貴志祐介のリアリティはこんな設定でも揺るがないのか?
ぼくが貴志祐介を読んでいて楽しいのは、
“これめっちゃ取材してるやろな?”
と思わずにはいられないリアリティがあるからです。
リアリティ=説得力なので、どんな設定でも安心して、納得して読み進めていくことができました。
しかし本作は主人公が
「この世のものとは思えない異様な光景のなかで」
目覚めることから始まります。
“これどうするつもりなんやろか?”
と思った引っかかりは結局最後まで解消されませんでした。
これ「ゲームブック」じゃない?
1980年代後半?90年にかけて、ぼくが小学校高学年のころ「ゲームブック」という本が流行りました。

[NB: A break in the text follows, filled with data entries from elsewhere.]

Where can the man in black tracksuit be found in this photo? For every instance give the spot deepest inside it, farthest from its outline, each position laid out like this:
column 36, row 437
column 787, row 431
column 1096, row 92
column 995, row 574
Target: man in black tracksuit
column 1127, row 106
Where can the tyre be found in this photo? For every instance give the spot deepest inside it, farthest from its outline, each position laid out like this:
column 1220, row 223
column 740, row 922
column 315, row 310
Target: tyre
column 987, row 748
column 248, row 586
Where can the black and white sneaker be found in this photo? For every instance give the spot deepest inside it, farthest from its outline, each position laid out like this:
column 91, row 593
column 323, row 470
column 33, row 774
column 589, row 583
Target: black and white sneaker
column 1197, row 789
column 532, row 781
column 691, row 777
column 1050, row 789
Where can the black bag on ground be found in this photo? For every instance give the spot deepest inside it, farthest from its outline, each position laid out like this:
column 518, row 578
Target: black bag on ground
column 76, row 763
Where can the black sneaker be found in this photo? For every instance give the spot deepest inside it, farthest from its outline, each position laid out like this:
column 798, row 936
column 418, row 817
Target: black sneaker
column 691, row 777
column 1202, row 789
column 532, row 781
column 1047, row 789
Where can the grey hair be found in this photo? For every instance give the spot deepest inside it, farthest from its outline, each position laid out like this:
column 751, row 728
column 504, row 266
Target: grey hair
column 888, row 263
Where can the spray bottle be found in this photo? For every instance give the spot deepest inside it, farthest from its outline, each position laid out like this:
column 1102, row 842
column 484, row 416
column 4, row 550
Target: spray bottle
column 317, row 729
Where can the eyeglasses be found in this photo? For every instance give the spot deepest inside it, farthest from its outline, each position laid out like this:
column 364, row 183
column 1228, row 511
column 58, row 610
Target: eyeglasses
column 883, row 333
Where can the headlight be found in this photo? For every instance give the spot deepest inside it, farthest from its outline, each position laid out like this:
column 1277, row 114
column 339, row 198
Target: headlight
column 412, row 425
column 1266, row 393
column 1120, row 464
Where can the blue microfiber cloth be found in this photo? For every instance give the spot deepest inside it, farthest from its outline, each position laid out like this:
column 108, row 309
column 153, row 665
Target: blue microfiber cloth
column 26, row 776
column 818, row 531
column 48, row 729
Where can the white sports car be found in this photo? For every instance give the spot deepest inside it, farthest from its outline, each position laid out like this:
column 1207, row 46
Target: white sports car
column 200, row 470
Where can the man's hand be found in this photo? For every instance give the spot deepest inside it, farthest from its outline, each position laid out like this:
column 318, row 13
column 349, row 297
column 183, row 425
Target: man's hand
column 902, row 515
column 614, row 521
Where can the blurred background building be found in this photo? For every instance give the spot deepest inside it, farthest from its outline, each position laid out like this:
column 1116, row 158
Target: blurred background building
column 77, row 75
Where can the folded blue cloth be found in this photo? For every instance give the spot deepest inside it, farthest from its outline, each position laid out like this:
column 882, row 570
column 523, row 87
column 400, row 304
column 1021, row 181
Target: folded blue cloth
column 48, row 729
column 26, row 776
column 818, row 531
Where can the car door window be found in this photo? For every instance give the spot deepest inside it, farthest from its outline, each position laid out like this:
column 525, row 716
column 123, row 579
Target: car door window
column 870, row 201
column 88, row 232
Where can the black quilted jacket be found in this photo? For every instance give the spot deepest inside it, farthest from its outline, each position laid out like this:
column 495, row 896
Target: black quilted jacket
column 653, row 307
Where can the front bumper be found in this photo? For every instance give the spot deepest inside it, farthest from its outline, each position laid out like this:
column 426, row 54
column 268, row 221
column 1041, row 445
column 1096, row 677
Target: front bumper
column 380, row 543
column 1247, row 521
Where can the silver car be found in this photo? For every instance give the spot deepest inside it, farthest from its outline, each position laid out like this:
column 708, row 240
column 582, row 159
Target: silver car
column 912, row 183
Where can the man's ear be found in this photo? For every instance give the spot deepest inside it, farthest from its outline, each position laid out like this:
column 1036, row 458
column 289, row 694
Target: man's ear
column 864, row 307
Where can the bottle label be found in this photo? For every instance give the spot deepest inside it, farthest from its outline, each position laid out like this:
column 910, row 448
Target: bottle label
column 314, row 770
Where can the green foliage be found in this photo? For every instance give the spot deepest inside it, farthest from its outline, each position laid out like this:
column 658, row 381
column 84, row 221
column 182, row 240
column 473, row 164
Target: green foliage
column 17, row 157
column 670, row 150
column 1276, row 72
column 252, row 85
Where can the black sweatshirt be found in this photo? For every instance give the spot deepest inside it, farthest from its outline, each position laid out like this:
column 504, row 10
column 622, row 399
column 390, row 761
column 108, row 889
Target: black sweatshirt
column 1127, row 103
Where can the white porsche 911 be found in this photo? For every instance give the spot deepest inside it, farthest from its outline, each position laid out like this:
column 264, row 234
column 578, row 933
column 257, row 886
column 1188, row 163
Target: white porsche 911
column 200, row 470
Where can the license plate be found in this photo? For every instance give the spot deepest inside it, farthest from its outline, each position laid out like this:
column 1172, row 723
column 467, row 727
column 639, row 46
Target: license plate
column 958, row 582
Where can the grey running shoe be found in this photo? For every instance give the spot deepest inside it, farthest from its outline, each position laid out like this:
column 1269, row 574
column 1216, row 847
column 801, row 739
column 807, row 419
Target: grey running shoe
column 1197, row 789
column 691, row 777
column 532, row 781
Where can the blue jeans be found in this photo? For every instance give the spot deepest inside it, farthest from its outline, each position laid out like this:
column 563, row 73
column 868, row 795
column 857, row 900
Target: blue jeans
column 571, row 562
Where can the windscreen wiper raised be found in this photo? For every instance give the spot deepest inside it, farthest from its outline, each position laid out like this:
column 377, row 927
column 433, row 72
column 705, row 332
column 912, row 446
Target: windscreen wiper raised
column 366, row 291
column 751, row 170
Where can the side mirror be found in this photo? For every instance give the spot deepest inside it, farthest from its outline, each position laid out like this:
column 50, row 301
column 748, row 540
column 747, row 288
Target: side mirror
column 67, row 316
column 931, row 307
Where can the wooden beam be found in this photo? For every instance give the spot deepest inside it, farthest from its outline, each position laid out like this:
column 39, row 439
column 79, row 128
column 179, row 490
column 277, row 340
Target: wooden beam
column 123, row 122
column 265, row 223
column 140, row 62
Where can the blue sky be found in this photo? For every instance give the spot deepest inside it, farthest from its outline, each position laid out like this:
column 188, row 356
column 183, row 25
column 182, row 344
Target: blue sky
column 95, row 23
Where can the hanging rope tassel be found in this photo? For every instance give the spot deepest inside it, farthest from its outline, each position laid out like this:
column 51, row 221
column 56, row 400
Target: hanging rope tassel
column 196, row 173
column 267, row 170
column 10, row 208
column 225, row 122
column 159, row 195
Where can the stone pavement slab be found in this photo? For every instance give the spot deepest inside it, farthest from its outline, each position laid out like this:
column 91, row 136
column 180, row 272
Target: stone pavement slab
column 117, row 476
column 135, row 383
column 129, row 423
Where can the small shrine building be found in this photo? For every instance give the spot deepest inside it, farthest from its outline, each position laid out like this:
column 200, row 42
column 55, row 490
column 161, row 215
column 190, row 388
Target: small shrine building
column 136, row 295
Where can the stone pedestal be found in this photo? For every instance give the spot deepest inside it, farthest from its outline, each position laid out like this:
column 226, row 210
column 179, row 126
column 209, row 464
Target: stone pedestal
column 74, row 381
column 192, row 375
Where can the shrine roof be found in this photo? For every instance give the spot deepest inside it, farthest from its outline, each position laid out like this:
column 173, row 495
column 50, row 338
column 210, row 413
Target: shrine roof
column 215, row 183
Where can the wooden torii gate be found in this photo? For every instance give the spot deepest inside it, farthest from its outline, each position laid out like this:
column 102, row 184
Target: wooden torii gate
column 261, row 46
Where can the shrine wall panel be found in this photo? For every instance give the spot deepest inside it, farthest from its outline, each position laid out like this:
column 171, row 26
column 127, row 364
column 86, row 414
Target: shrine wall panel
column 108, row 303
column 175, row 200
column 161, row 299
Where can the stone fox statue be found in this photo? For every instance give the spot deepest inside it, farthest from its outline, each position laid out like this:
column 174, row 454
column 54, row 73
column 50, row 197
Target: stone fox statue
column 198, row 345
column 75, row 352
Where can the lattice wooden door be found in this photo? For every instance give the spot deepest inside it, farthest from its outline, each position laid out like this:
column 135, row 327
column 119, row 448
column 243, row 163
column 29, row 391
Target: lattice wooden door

物語の途中で「さぁこういう場合キミならどうする?!」という質問があり、
「Aを選ぶなら116ページへ!」
「Bの場合は123ページへ!」
という具合にストーリーが分岐していき、異なったエンディングを迎える、という“小説”です。
ちなみに印象に残っているのは『ドラゴン・ラリー』というゲームブックです。
なつかしくなってAmazonで調べてみると、なんと3,800円!
プレミアついてるんですねぇ。
本書でも「ゲームブック」という単語がちょくちょく出てきますので、貴志祐介もこれをベースにしたんでしょうね。
やっぱり舞台は日本がいいなぁ
Amazonのレビューでは評価が高いですが、イマイチ入り込めませんでした。
やはり小学生のときに読んだゲームブックを連想してしまい、醒めてしまうというか。
年齢が20代以下の人たちはきっと感じ方が違うんでしょうね。
ホラーというかSF、読み進めるとSFというかファンタジーでした。